Pling! Mir schreibt ein Mann im Leinenhemd und präsentiert sich als Franzose mit auffällig lückenhaften Grammatikkenntnissen. An dieser Stelle einen kleinen Gruß an meinen alten Französischlehrer, Herrn Sojka! Dann ist da noch ein Typ, der vorschlägt, mich von Kopf bis Fuß mit Honig einzureiben – ganz ohne Erkältung.
Ach, auf jeden Topf passt irgendein Deckel, denke ich. Und das ist gut und schön. Allerdings denke ich auch, dass ich dann eventuell das Haushaltswarengeschäft wechseln sollte. Keine 24 Stunden auf Tinder und ich will mich wieder löschen.
Axolotl hat sein Profil aus beruflichen Gründen fotolos gehalten und schreibt: „Komm, wechseln wir zu WhatsApp. Dann kannst du sehen, wie ich wirklich aussehe und mich direkt ghosten. Ich sehe aus wie eine Bulldogge. Los, bringen wir’s hinter uns.“
Oberflächlichkeit galore bei Tinder
Eins muss man ihm lassen: Er ist eine ehrliche Haut. Axolotl Rose sieht tatsächlich aus wie eine Bulldogge. Was absolut kein Problem wäre. Aber er ist leider nicht mein Typ, was auch immer das heißen mag. Selbstverständlich ist Aussehen nicht das Wichtigste und ich bin weiß Gott selbst auch eher verfressener Beagle als getrimmter Zuchtpudel, so vollkommen egal ist es aber auch nicht, zumindest nicht am Anfang.
Und exakt deshalb mag ich kein Onlinedating via Tinder und Co. Axolotl Rose und ich schreiben noch ein paarmal hin und her, dann schläft der Kontakt beidseitig ein. Ich bin wahrscheinlich auch nicht wirklich sein Typ. Und das ist okay.
In einer Bar wäre das anders gelaufen. Selbst im schmeichelhaftesten Zwielicht und nach drei Gläsern Crémant erkennt man noch, ob das Gegenüber die erforderliche Mindestgröße erfüllt, um bei Gesprächen im Stehen auf Augenhöhe zu bleiben. Also, sollte das ein Kriterium sein. Im echten Leben sieht man, ob sich jemand echsenhaft, geschmeidig oder knorrig bewegt, ob die Zähne zu schief oder zu gerade sind, ob der Bauch kuschelig oder das Grübchen tief genug ist. Jeder Mensch fährt nun mal auf unterschiedliche Dinge ab.

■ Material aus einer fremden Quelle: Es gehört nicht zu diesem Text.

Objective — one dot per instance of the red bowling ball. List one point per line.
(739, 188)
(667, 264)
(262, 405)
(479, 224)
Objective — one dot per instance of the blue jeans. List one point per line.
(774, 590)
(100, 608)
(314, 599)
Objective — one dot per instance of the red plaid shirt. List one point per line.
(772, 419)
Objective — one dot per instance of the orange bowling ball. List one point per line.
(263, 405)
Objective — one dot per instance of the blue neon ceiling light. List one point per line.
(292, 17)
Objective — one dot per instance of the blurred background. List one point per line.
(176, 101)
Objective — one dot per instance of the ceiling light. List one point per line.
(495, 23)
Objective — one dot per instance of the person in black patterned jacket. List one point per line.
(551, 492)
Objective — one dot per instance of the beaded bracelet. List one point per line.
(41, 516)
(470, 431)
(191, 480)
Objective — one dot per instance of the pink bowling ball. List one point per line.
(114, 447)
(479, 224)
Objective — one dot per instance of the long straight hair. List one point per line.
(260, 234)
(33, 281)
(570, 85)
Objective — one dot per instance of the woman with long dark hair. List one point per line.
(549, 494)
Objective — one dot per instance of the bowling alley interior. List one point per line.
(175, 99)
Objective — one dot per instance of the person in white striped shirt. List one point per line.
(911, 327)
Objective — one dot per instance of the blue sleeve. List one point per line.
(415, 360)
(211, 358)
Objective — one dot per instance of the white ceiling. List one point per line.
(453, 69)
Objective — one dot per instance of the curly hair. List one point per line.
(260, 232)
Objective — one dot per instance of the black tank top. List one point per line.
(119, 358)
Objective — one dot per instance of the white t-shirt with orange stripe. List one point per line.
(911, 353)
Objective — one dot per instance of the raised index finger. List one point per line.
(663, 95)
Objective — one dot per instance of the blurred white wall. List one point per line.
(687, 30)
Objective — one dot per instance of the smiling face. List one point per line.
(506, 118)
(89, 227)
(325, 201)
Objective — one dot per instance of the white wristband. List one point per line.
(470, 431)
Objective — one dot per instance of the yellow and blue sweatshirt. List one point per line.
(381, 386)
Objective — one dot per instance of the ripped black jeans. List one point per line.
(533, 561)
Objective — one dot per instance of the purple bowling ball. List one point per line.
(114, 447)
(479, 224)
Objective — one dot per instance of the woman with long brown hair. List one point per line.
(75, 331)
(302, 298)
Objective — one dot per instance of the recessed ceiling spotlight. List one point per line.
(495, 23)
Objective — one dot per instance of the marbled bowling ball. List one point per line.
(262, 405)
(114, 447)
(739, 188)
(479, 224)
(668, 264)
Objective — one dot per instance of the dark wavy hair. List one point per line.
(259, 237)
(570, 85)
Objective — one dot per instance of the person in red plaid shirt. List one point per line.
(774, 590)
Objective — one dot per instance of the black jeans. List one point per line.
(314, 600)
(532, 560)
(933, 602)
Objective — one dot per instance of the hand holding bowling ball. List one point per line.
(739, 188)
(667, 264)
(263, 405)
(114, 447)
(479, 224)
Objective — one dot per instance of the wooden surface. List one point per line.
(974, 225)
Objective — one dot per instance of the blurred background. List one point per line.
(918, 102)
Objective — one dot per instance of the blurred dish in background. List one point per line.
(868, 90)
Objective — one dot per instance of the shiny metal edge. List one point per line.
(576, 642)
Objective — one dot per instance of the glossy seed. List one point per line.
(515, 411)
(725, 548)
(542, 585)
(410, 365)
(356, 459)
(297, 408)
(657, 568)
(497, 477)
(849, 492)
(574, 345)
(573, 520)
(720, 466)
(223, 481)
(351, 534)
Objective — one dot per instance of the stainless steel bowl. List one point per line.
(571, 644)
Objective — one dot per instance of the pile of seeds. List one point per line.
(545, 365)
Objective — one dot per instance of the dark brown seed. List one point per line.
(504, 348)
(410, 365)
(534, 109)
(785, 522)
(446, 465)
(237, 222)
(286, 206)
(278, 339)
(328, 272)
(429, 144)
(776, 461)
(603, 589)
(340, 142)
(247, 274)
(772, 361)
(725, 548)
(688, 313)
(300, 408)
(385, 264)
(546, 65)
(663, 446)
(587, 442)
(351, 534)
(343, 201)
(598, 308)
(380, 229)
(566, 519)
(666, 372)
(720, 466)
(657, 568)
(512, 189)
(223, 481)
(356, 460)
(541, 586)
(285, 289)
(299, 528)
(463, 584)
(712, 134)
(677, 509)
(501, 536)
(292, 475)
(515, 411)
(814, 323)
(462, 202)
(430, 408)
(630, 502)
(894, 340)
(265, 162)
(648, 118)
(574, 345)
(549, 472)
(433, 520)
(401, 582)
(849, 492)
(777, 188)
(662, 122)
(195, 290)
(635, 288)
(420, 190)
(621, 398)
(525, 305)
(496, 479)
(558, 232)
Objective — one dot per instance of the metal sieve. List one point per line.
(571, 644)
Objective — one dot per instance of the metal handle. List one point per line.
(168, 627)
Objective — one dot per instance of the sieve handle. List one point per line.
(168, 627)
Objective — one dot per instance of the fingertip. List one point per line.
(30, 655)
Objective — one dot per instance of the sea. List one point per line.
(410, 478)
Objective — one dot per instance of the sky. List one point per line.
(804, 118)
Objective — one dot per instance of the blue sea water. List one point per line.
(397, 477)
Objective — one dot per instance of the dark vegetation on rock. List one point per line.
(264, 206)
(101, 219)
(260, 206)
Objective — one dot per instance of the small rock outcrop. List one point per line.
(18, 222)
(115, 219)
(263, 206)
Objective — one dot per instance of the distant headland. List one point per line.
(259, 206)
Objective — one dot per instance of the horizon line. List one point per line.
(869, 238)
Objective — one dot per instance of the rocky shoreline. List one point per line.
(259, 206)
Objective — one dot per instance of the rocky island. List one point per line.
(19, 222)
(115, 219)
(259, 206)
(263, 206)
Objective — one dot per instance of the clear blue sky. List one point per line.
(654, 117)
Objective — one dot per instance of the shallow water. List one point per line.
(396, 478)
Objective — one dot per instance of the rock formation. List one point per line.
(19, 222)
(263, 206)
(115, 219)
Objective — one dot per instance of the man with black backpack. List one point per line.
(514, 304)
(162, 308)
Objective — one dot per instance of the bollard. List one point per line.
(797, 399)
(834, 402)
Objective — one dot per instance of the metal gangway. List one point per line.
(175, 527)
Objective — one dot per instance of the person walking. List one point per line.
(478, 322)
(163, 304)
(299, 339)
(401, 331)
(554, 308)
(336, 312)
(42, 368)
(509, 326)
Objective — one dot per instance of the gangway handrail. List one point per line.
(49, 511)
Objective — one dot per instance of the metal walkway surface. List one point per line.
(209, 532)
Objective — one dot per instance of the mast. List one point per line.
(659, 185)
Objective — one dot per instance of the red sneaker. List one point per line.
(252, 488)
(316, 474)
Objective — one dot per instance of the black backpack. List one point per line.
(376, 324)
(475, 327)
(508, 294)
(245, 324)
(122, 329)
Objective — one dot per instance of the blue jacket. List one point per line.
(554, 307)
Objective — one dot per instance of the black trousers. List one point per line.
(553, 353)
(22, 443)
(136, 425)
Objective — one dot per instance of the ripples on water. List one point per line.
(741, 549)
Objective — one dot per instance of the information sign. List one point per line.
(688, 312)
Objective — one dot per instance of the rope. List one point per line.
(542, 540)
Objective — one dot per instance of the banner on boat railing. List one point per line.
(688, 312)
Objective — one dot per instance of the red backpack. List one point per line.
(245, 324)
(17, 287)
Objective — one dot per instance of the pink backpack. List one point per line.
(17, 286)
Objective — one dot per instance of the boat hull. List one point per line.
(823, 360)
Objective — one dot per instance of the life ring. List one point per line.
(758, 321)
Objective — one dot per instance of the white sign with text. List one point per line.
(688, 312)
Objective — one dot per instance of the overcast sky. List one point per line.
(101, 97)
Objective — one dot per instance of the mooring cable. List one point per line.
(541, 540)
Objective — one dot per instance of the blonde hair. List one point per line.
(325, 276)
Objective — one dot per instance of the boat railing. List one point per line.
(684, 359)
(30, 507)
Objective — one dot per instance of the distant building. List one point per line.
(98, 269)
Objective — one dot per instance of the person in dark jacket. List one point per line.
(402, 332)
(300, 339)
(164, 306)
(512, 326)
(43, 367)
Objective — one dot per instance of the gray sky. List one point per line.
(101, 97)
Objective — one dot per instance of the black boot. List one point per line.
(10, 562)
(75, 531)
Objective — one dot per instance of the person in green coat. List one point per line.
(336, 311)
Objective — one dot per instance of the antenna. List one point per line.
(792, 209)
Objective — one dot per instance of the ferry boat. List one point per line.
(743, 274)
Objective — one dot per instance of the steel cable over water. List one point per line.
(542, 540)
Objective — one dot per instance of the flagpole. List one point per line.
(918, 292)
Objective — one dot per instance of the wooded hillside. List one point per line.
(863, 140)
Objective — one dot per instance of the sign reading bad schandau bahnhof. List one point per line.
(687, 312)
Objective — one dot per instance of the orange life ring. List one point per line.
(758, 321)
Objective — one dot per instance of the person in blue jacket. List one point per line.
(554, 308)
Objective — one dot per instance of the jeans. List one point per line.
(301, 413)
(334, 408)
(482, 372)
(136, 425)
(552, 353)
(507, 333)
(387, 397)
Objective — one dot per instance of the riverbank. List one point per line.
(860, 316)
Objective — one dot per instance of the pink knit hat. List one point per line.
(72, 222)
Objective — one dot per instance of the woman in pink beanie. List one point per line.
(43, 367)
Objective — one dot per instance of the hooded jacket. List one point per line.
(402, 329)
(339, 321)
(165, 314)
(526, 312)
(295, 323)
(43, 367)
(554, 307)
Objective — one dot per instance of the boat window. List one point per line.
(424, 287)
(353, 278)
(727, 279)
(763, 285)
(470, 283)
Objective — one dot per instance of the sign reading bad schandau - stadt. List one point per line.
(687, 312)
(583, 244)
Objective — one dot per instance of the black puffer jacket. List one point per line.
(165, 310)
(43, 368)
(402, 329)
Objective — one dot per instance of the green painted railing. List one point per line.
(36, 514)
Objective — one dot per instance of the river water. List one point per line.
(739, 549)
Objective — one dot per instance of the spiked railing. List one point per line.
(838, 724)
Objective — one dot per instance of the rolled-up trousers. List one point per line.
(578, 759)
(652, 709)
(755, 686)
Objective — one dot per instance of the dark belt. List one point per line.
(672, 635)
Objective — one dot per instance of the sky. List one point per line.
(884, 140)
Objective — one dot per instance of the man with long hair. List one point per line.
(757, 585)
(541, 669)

Vor allem jedoch sieht man, ob die gesamte Ausstrahlung passt. Wenn zwei Menschen gleichzeitig mit ihren Schmierfingerchen in die Schale mit den versifften Erdnüssen greifen, springt der Funke über – oder eben nicht. Es gibt Dinge, die das Internet einfach nicht kann.
Next? Nö!
Ich werfe noch einen amüsiert-angewiderten Blick auf das letzte Penisfoto, dann lösche ich mein Konto bei Tinder frohen Herzens wieder. Für immer. Ist ja nicht so, dass ich wie Rapunzel verträumt und leicht angeeinsamt in meinem Türmchen hocke. Nein, statt mich mit Smartphone oder Computer dem Onlinedating hinzugeben, werde ich mal was ganz Verrücktes tun: Meine Jogginghose gegen eine Jeans tauschen und in einen Pub gehen. Wenn es für mich nämlich einen Deckel geben sollte, dann den in einer Bar.